Cc'ing Matthew since he has a particular interest in readahead, and
might be inspired to make some small safe change that would fix this,
and benefit realistic cases too; but on the whole it didn't look worth
worrying about - or at least not by me.

Hugh

> > IMPORTANT: if you fix the issue, please add the following tag to the commit:
> > Reported-by: syzbot+e5a33e700b1dd0da20a2@xxxxxxxxxxxxxxxxxxxxxxxxx
> >
> > INFO: task syz-executor880:8534 can't die for more than 143 seconds.
> > task:syz-executor880 state:R running task stack:25304 pid: 8534 ppid: 8504 flags:0x00004006
> > Call Trace:
> > context_switch kernel/sched/core.c:4269 [inline]
> > __schedule+0x890/0x2030 kernel/sched/core.c:5019
> > preempt_schedule_common+0x45/0xc0 kernel/sched/core.c:5179
> > preempt_schedule_thunk+0x16/0x18 arch/x86/entry/thunk_64.S:40
> > __raw_spin_unlock_irq include/linux/spinlock_api_smp.h:169 [inline]
> > _raw_spin_unlock_irq+0x3c/0x40 kernel/locking/spinlock.c:199
> > spin_unlock_irq include/linux/spinlock.h:404 [inline]
> > shrink_inactive_list+0x4b1/0xce0 mm/vmscan.c:1974
> > shrink_list mm/vmscan.c:2167 [inline]
> > shrink_lruvec+0x61b/0x11b0 mm/vmscan.c:2462
> > shrink_node_memcgs mm/vmscan.c:2650 [inline]
> > shrink_node+0x839/0x1d60 mm/vmscan.c:2767
> > shrink_zones mm/vmscan.c:2970 [inline]

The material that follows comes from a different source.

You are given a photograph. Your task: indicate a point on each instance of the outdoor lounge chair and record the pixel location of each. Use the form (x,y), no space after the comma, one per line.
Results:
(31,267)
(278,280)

> > do_try_to_free_pages+0x38b/0x1440 mm/vmscan.c:3025
> > try_to_free_pages+0x29f/0x720 mm/vmscan.c:3264
> > __perform_reclaim mm/page_alloc.c:4360 [inline]
> > __alloc_pages_direct_reclaim mm/page_alloc.c:4381 [inline]
> > __alloc_pages_slowpath.constprop.0+0x917/0x2510 mm/page_alloc.c:4785
> > __alloc_pages_nodemask+0x5f0/0x730 mm/page_alloc.c:4995
> > alloc_pages_current+0x191/0x2a0 mm/mempolicy.c:2271
> > alloc_pages include/linux/gfp.h:547 [inline]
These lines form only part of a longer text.